BJR also knows that he likely won’t be able to hold it together once Alex is gone, and so he initially refuses Alex’s request that he marry his beloved, Mary. He calls himself a monster. “What kind of God creates a world where monsters survive,” he asks Claire, mostly rhetorically, “but where beauty and purity are rewarded with death.”
The same God that offers redemption, Claire responds. “Have you ever harmed your brother? Perhaps that immunity would extend to those he holds most dear.”
“Perhaps,” BRJ says. “Is that good enough?”
“Sometimes,” Claire says, “that’s all we get.”
In case we had any doubt of BJR’s deranged soul, he reminds us one more time. (I personally thought it was overkill. We got this message the first time BJR says words like these. No need to repeat IMHO.) “Did he never tell you the things I did to him in that room?” he asks Claire. “I know the sound he makes at the last when he has lost himself and I regret none of it. The pain, the fear, I revel in it. Do you really want Mary in my bed? Help me persuade my brother to give this up.”
But Claire, still desperate to save Frank — whom Murtagh earlier, in what in one of this season’s memorable lines, calls “a mythical prick” — and under the guise of caring for Mary’s future tries one last strategy. “Alex won’t listen to me,” she says, “but you are sending your brother to his grave with a broken heart. If you love Alex, I trust that love is enough to stay your impulses with Mary.”
BJR does ultimately go through with the marriage in what has to be one of the saddest wedding ceremonies ever. Alex is dying, Mary is sobbing and BJR can hardly bring himself to say, “I will” when asked if he takes Mary’s hand. But he does ultimately go through with it — and does so just in time.

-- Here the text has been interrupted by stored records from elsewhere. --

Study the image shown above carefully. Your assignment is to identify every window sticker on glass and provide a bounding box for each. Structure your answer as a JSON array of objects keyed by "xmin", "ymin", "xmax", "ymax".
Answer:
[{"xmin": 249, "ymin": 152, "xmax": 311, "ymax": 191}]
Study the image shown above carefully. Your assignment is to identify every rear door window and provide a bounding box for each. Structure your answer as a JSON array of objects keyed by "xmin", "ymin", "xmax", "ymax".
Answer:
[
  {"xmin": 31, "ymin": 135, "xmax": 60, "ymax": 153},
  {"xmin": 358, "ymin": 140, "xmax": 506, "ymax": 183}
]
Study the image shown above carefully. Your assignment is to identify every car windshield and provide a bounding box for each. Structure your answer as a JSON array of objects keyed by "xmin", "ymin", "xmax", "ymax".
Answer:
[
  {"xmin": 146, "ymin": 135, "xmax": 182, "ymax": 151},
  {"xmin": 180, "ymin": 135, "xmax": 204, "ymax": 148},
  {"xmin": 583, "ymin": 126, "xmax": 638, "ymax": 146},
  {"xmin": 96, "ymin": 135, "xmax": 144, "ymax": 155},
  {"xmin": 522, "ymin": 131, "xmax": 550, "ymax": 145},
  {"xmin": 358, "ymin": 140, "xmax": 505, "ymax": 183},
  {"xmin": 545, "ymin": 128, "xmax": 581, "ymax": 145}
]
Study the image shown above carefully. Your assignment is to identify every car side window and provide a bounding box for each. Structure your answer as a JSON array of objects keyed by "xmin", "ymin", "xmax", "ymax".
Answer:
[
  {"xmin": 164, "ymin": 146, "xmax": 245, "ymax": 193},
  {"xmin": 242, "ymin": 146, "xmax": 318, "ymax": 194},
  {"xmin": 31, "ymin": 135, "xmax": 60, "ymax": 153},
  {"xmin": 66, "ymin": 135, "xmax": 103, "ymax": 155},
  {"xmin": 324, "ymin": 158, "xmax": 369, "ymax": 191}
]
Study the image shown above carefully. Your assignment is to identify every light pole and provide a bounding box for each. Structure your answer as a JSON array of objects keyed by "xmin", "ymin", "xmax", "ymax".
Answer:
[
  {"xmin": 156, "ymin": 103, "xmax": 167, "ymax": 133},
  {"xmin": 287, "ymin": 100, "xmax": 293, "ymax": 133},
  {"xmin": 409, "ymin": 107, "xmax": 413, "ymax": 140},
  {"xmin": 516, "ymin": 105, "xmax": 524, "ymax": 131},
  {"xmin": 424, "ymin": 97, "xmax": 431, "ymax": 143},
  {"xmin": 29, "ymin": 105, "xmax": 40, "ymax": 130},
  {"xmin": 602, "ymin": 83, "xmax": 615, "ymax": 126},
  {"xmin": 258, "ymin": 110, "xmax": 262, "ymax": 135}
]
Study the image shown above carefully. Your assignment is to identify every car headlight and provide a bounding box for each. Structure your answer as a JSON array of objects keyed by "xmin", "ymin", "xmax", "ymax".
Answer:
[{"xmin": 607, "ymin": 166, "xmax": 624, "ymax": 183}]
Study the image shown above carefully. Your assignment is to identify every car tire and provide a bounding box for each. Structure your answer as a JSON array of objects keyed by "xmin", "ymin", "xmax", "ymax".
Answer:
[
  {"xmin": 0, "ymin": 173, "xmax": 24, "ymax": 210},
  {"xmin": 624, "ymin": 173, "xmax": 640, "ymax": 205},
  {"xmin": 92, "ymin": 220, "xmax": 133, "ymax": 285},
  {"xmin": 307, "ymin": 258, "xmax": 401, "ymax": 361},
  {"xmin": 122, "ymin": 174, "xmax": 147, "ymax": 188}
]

Any hope that this act of kindness or his brother’s goodness has rubbed off on him, however, is shattered shortly after Alex breathes his last breath. BJR almost cries but catches himself before launching himself at his brother’s inert body to respond in the one way he knows and understands — with anger and physical brute force, striking the dead body repeatedly before walking out of the room.
While both of these storylines include deviations from the book, they serve well as foreshadowing for the final episode. Dougal and BJR are abandoned. Jamie and Claire are going to have to abandon their hopes for changing the future, and lose the very thing that gives them life — their relationship.
“Abandon all hope, ye who enter here,” Dante wrote in The Divine Comedy as the inscription to the entrance of Hell. Seems a fitting parting thought as we prepare for Culloden and all it brings.
What did you think of episode 212? If you’re a book reader, did you like the ways in which it deviated from the text? If you’re a TV-only viewer, did this work emotionally as a set-up for the finale?